Visit Stone Town, Zanzibar, and you’ll be gob-smacked by its twisted alleyways, crumbling limestone palaces, mosques and faded mansions.
Stone Town is the historic old part of the capital of Zanzibar.
While largely Islamic, it’s a melting pot of Indian, European, Arab and Swahili cultures.
Stone Town is also a UNESCO World Heritage Site, with a rich and storied past.
We visited Zanzibar after a safari in Zambia, spending 4 nights in Stone Town.
After going on safari in Africa, you may be tempted to head straight to the beaches of Zanzibar.
But we’d highly recommend that you spend some time in this ancient city first.
There are many unique and fascinating things to do in Stone Town!
Things to do in Stone Town, Zanzibar
1) Get lost in Stone Town
Stone Town’s narrow winding lanes and alleys are wonderful to wander.
But trying to follow a map of Stone Town is impossible.
Even though our hotel gave us one, it was too frustrating to use.
Don’t worry though.
One of the best things to do in Stone Town is simply to let your feet follow your curiosity.
See locals shopping, vendors selling food on the streets, the devout going to pray at mosques…
And if you get lost – which you will – you’ll find your way again pretty soon. Stone Town isn’t that large, and it can easily be explored on foot.
Thankfully, we’d booked a guided morning walking tour for our first day in Stone Town, which helped orient us a bit.
You might want to do that too – your hotel can help set that up for you.
2) Marvel at the Zanzibari doors
When you’re out and about in Stone Town, be sure to make a point of looking at the elaborately carved Zanzibari doors.
Symbolic of Stone Town, these are no ordinary doors – they’re marvelous wooden masterpieces!
Some, reflecting an Indian influence, are decorated with rosettes or brass spikes (originally a defense against elephants).
Others feature geometric Arab designs, with carvings of lotuses and pineapples.
3) Learn about sultans at the Palace Museum
The huge white palace on the Stone Town waterfront was once the sultan’s palace in the 19th century.
Now the palace is a museum.
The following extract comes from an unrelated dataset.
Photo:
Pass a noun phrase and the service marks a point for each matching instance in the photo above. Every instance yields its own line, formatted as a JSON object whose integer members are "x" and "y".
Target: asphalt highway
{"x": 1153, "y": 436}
Eye the opulent thrones, dining tables and portraits that offer a glimpse into the past privileged lives of the sultan’s family.
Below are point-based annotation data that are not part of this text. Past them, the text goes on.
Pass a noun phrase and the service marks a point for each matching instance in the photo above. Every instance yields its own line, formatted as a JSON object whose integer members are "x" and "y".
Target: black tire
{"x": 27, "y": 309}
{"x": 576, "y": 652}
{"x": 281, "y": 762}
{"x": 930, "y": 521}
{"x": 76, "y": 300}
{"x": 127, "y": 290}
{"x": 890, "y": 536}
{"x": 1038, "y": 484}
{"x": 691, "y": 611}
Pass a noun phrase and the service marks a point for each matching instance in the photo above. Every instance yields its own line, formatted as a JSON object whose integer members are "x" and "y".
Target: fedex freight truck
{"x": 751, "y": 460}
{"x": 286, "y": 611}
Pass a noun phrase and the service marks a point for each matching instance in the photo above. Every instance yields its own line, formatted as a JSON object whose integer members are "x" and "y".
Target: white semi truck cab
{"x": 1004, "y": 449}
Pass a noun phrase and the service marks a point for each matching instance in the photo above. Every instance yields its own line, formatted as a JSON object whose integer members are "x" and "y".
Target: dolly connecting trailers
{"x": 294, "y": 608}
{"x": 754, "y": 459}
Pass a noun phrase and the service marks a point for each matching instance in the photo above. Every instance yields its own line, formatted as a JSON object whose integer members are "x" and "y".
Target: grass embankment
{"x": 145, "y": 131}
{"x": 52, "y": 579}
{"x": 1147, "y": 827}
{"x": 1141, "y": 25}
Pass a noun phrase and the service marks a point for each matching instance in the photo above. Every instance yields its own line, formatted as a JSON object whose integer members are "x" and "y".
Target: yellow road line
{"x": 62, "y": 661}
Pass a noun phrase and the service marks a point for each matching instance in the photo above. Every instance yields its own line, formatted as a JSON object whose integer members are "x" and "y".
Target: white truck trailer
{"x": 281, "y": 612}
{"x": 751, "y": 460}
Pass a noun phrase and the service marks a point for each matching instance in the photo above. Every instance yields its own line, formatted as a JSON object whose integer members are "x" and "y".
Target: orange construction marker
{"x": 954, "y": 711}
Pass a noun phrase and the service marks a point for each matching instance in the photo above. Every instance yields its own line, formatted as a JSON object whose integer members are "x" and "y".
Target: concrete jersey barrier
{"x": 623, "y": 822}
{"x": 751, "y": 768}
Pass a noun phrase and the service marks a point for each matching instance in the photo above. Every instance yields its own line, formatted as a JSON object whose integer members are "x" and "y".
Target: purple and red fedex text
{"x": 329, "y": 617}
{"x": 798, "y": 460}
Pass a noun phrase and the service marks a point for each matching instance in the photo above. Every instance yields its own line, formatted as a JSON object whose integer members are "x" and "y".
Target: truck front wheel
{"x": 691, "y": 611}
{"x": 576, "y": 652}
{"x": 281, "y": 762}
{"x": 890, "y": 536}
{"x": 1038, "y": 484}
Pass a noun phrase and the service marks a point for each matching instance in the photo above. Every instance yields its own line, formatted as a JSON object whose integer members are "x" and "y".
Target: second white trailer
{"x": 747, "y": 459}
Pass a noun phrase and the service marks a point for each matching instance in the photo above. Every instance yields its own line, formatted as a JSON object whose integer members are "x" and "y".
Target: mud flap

The section of the museum dedicated to Princess Salme, daughter of Sultan Seyyid Said, is especially intriguing.
A self-educated young woman and a bit of a feminist, she fell in love with a German merchant, got pregnant and fled Zanzibar with him to settle in Hamburg.
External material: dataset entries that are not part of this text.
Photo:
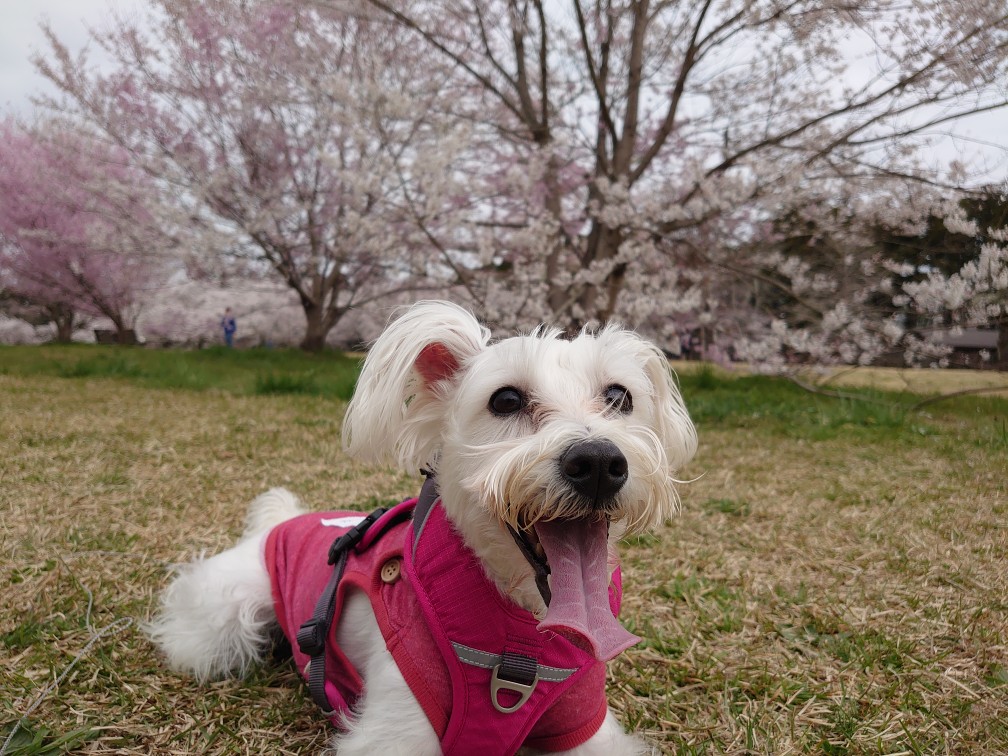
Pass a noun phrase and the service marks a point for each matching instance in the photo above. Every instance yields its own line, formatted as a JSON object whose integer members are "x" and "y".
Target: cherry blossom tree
{"x": 626, "y": 158}
{"x": 77, "y": 238}
{"x": 289, "y": 137}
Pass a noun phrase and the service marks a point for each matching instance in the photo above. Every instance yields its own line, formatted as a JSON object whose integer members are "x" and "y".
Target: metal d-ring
{"x": 497, "y": 684}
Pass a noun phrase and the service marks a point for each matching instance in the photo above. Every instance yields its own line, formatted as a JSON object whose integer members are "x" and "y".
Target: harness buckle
{"x": 353, "y": 536}
{"x": 498, "y": 683}
{"x": 311, "y": 637}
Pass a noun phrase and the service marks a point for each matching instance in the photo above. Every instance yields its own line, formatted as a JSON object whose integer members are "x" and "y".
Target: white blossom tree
{"x": 627, "y": 157}
{"x": 283, "y": 135}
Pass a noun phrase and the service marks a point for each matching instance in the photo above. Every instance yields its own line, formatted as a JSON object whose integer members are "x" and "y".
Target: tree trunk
{"x": 1002, "y": 356}
{"x": 317, "y": 328}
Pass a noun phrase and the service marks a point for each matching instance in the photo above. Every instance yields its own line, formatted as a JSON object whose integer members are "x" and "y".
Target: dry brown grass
{"x": 845, "y": 595}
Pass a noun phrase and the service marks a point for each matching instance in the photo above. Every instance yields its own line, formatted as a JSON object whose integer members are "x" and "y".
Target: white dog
{"x": 543, "y": 453}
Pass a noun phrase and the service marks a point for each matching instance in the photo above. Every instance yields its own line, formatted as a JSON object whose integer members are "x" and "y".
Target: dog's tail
{"x": 270, "y": 509}
{"x": 217, "y": 617}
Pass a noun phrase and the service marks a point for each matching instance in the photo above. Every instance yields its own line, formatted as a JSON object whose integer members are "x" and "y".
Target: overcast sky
{"x": 986, "y": 136}
{"x": 20, "y": 37}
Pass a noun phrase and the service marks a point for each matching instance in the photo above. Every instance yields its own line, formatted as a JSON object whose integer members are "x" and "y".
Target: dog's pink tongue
{"x": 577, "y": 550}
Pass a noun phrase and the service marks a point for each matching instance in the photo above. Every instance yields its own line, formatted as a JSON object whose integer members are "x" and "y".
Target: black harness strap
{"x": 312, "y": 633}
{"x": 537, "y": 561}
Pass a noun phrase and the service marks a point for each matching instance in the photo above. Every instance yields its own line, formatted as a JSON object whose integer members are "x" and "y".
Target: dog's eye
{"x": 618, "y": 398}
{"x": 507, "y": 400}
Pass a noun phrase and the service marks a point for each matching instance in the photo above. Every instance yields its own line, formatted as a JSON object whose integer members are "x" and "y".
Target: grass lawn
{"x": 837, "y": 583}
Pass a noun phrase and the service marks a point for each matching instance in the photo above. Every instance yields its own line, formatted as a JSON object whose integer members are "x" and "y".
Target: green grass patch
{"x": 240, "y": 372}
{"x": 834, "y": 583}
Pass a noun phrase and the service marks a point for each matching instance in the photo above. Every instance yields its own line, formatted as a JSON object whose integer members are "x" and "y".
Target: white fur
{"x": 217, "y": 614}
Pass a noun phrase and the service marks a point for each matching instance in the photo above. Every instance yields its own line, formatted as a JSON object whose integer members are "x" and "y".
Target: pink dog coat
{"x": 448, "y": 627}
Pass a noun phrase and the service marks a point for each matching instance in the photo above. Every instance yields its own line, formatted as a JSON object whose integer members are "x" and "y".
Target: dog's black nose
{"x": 596, "y": 469}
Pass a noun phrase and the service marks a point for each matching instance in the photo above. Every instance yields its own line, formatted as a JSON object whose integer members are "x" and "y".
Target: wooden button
{"x": 391, "y": 570}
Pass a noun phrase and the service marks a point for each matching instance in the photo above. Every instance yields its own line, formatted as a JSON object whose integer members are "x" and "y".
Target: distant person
{"x": 230, "y": 327}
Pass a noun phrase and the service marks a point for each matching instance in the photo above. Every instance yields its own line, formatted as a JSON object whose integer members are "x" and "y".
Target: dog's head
{"x": 558, "y": 438}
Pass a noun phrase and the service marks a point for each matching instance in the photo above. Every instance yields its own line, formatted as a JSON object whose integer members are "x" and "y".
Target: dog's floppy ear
{"x": 672, "y": 423}
{"x": 397, "y": 411}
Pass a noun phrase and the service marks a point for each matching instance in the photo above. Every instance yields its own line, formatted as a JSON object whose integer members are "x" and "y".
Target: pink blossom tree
{"x": 77, "y": 235}
{"x": 626, "y": 158}
{"x": 288, "y": 136}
Sadly, her husband died in a tram accident a few years later.
She ended up writing Memoirs of an Arabian Princess from Zanzibar, the first known autobiography of an Arab woman, to help keep her financially afloat. (Originally published in 1886, it’s now available on Amazon.)
4) Weep at the old slave market
One of the saddest places to visit in Stone Town is the old slave market and whipping post.
Now the purposefully-chosen site of the Anglican Cathedral, it clobbered us with reminders of man’s cruelty.
Zanzibar was once the center for the East African slave and ivory trade.
At its height in the 18th and 19 centuries, some 45,000 slaves, captured on mainland Africa, were shipped from Zanzibar to Brazil, India and Arab countries.
One dank chamber we climbed down to see (smaller than a single car garage) reputedly imprisoned 50 slaves awaiting auction for days at a time.
Rusty shackles and chains are still attached to the stone walls as grisly artifacts.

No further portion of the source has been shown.